Winner: This was the hardest one but overall but ChatGPT was more descriptive
7. Imagine the pursuit of knowledge
Finally, I wanted to end by having them both make an image. Specifically, one depicting the “pursuit of knowledge” and then explaining the symbolism behind the elements used.
The prompt: “Generate an image that symbolically represents the concept of "the pursuit of knowledge." Explain the symbolic meaning behind the various elements you chose to include in the image and how they relate to the central theme.”
In my first attempt with Gemini, it refused, as it “can’t generate images of people” so I suggested trying to create the image without a person. After all, the ChatGPT image had no people in it.
I got one image from ChatGPT where it tried to cram everything in the same picture. Showing the symbolism of a winding road up a mountain towards “the light” with objects of knowledge surrounding them mountain path.
Gemini eventually gave me four images. One a staircase, another a compass in a library plus a telescope and a magnifying glass looking at an object on a beach.
Neither came up with an interesting discussion or explanation for the image created but ChatGPT at least made the effort to create something broader than a picture of a telescope.
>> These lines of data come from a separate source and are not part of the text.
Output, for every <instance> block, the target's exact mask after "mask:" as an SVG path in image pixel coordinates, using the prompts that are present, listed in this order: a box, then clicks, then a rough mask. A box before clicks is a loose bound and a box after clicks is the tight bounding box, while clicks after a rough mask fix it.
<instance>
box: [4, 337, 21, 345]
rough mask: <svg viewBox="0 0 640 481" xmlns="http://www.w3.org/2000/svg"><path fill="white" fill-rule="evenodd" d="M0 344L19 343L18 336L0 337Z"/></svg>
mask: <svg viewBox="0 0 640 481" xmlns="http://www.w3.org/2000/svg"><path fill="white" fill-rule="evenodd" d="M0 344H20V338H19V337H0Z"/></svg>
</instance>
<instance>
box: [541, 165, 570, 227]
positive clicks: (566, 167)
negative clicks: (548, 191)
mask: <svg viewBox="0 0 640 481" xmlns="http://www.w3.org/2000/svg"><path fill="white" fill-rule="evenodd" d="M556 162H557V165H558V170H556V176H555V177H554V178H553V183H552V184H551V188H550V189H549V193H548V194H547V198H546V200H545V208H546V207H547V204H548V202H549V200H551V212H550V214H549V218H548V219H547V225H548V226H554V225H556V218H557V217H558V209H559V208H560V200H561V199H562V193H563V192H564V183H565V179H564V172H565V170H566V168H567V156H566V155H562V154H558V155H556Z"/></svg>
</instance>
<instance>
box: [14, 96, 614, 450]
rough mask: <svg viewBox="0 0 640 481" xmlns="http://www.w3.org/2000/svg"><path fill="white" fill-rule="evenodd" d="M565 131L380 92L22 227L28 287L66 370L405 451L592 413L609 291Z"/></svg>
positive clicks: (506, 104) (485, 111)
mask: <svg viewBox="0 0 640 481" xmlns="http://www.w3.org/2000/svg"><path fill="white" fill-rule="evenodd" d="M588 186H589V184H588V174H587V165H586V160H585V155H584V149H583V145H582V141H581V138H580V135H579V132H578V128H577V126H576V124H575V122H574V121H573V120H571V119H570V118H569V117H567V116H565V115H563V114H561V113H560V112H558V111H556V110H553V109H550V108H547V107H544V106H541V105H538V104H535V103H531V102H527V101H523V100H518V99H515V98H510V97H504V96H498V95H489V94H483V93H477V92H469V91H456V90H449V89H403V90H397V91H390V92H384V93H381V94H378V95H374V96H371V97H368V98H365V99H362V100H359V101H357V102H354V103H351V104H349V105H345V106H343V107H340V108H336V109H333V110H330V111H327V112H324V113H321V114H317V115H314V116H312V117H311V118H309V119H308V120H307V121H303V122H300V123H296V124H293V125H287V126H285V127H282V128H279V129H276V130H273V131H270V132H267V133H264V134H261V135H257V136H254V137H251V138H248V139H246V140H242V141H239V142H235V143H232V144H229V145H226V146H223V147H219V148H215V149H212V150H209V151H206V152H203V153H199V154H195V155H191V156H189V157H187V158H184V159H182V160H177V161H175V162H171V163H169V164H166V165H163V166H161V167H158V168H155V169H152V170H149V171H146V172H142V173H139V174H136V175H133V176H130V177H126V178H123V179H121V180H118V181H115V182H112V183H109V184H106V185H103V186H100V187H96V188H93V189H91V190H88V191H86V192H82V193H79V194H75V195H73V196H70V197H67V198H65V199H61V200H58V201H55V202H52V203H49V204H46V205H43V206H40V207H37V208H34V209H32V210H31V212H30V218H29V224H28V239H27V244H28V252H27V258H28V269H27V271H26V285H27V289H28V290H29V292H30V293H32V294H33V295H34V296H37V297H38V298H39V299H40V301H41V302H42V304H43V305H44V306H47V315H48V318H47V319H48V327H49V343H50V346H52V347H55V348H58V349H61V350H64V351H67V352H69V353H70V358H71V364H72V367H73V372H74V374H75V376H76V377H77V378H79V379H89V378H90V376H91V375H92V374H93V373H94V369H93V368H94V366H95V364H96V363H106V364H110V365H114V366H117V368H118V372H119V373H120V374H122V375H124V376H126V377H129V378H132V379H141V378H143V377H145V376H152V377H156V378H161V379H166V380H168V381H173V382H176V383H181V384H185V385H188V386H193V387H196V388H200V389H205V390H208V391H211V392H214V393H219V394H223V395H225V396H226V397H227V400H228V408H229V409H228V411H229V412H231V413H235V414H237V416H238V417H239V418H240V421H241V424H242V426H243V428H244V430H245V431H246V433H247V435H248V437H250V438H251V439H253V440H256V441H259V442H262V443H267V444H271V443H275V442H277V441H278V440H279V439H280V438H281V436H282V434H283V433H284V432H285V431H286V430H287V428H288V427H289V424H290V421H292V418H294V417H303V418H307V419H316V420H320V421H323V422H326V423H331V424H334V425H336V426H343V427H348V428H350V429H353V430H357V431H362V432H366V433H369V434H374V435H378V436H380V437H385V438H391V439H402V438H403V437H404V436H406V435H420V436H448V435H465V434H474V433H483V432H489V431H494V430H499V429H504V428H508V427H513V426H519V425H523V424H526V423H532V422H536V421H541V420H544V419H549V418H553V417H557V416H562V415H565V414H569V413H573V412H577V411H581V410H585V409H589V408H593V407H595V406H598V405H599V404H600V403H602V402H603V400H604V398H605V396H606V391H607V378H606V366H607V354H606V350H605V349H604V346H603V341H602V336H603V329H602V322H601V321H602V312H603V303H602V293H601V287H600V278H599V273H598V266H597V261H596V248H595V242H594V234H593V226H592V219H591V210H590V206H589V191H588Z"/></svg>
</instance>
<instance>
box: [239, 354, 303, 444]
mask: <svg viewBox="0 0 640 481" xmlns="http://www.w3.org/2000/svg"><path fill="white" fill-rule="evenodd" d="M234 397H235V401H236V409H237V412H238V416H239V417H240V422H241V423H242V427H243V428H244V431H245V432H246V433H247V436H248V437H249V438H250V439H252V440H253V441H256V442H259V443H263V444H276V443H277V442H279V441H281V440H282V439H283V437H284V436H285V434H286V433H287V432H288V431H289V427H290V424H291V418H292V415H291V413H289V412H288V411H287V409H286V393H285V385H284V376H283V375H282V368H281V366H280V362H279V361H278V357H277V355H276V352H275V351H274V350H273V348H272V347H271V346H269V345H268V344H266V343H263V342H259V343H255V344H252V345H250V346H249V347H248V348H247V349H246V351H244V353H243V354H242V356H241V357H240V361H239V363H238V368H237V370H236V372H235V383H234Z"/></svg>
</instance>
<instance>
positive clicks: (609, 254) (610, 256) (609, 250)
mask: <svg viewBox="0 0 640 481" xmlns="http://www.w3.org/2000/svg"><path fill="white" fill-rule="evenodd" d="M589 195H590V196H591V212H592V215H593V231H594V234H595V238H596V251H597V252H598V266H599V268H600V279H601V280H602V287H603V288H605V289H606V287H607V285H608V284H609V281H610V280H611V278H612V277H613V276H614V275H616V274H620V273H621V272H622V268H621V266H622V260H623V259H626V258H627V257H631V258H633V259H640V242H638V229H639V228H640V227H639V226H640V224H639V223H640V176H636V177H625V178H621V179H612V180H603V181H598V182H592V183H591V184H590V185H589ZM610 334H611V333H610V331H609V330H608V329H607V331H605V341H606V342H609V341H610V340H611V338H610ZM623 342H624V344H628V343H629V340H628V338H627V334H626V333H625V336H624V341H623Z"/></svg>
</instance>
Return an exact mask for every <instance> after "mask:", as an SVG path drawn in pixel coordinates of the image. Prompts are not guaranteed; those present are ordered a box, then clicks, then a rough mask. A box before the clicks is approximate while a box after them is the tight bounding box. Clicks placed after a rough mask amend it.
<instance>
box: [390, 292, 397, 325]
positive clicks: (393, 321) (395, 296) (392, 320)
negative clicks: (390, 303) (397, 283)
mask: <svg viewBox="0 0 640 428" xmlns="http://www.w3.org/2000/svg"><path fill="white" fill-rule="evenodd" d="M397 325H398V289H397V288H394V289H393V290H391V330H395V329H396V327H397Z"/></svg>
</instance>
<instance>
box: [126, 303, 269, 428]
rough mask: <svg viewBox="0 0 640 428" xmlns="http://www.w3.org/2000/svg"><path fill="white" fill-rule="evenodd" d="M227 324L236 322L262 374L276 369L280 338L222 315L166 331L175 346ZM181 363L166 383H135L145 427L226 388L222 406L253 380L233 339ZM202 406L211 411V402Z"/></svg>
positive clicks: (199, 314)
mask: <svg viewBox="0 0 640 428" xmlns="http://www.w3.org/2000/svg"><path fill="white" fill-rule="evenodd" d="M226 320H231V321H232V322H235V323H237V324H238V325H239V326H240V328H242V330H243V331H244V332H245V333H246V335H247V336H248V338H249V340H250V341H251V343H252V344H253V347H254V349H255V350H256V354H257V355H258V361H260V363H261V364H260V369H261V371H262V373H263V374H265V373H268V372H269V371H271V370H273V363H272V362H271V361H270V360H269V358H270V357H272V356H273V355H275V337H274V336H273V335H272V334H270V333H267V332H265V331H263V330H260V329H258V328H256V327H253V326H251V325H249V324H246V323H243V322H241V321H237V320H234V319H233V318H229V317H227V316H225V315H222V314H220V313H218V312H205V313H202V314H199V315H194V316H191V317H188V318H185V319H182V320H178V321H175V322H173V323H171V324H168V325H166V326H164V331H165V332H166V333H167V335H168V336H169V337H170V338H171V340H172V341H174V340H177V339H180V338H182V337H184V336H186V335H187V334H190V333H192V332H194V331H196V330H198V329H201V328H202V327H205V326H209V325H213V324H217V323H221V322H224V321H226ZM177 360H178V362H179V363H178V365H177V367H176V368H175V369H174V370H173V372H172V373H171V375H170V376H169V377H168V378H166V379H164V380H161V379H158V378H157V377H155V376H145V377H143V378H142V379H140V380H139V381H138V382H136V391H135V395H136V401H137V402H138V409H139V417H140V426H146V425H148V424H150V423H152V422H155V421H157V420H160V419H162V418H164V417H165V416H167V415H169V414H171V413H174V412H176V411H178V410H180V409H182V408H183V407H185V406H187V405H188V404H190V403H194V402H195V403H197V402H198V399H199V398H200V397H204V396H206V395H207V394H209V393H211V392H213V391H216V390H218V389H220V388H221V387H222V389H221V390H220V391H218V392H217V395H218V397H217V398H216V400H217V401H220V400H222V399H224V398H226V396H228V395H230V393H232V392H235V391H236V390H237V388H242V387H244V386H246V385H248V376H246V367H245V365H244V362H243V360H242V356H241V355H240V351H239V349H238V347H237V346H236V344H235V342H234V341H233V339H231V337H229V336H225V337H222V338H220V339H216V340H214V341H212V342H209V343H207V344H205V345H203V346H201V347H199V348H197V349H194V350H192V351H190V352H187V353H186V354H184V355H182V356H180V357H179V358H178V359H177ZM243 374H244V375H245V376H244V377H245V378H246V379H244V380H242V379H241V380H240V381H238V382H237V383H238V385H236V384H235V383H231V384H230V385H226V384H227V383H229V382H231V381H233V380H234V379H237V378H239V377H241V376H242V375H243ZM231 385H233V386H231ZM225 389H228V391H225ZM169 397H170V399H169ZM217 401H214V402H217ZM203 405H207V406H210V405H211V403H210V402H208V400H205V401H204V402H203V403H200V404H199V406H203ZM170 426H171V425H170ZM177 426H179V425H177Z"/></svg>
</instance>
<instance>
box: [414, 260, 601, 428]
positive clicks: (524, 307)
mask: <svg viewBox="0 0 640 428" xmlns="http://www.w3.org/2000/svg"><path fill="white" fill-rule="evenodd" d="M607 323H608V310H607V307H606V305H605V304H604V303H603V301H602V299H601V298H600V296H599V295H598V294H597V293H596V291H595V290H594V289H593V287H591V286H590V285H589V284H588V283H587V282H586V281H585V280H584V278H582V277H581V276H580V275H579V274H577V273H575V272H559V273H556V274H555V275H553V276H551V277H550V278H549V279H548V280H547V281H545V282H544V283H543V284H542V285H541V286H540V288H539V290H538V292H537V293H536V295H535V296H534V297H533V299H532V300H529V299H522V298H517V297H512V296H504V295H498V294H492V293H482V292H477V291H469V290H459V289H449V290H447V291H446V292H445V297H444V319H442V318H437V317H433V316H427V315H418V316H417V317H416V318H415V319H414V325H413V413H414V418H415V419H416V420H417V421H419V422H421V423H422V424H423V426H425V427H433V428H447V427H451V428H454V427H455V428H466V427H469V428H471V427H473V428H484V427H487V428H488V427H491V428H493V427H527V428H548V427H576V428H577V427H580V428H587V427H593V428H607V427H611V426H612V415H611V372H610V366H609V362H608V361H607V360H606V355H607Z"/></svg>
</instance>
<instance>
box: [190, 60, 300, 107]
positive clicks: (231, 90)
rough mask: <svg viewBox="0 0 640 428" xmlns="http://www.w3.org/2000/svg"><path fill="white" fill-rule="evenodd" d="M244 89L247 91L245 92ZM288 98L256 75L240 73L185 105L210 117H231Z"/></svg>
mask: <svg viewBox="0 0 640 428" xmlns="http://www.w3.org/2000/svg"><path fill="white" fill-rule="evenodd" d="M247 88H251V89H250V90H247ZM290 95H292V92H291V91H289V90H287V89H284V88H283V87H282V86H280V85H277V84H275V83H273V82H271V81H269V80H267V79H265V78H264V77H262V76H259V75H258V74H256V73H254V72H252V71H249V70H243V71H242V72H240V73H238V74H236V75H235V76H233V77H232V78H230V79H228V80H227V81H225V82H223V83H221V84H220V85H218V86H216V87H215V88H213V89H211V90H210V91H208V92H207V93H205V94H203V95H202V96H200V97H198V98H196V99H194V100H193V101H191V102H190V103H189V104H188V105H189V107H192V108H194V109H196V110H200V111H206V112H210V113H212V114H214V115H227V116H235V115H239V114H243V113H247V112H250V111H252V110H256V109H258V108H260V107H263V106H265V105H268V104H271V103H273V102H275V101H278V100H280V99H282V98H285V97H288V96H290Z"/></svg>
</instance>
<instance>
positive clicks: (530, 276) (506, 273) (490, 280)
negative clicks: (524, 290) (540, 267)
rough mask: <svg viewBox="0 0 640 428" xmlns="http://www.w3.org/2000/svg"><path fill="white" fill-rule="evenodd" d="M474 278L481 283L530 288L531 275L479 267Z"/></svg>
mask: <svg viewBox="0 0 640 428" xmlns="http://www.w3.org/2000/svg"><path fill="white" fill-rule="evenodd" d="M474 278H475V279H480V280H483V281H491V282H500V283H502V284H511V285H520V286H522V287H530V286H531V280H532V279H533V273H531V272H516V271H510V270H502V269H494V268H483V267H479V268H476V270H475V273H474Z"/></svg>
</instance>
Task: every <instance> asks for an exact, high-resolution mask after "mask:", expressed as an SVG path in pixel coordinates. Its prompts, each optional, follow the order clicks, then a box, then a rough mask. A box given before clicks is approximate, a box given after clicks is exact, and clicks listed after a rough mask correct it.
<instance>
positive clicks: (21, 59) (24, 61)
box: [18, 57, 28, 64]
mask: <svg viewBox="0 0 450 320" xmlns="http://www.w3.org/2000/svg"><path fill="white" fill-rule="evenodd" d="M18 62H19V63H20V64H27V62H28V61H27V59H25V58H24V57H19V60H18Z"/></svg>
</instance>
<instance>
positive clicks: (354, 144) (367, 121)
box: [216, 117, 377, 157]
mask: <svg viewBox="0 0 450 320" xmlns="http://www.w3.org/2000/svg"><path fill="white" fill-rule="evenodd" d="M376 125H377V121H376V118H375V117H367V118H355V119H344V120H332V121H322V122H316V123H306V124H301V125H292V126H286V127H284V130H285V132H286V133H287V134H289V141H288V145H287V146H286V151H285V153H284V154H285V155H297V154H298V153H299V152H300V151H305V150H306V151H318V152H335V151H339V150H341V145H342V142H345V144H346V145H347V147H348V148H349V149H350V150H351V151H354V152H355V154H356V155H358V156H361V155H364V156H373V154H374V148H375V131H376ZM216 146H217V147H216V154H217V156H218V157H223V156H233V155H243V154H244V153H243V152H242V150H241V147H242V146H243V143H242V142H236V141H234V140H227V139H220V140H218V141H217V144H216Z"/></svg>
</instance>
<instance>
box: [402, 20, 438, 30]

Winner: ChatGPT for its picture, not the description as that was a double loss.
ChatGPT vs Gemini: Winner
On paper, this was a slam dunk for ChatGPT winning in five out of the seven tests, but in reality, they were much closer and the decisions were largely subjective.
My brain tends to be more ordered and logical and that is how ChatGPT responded. Gemini was often more flowing and conversational in the way it responded to my odd queries. ChatGPT also seems to have better reasoning capabilities.
Gemini isn't a bad model and works impressively well on more creative tasks, but overall GPT-4o is a level above.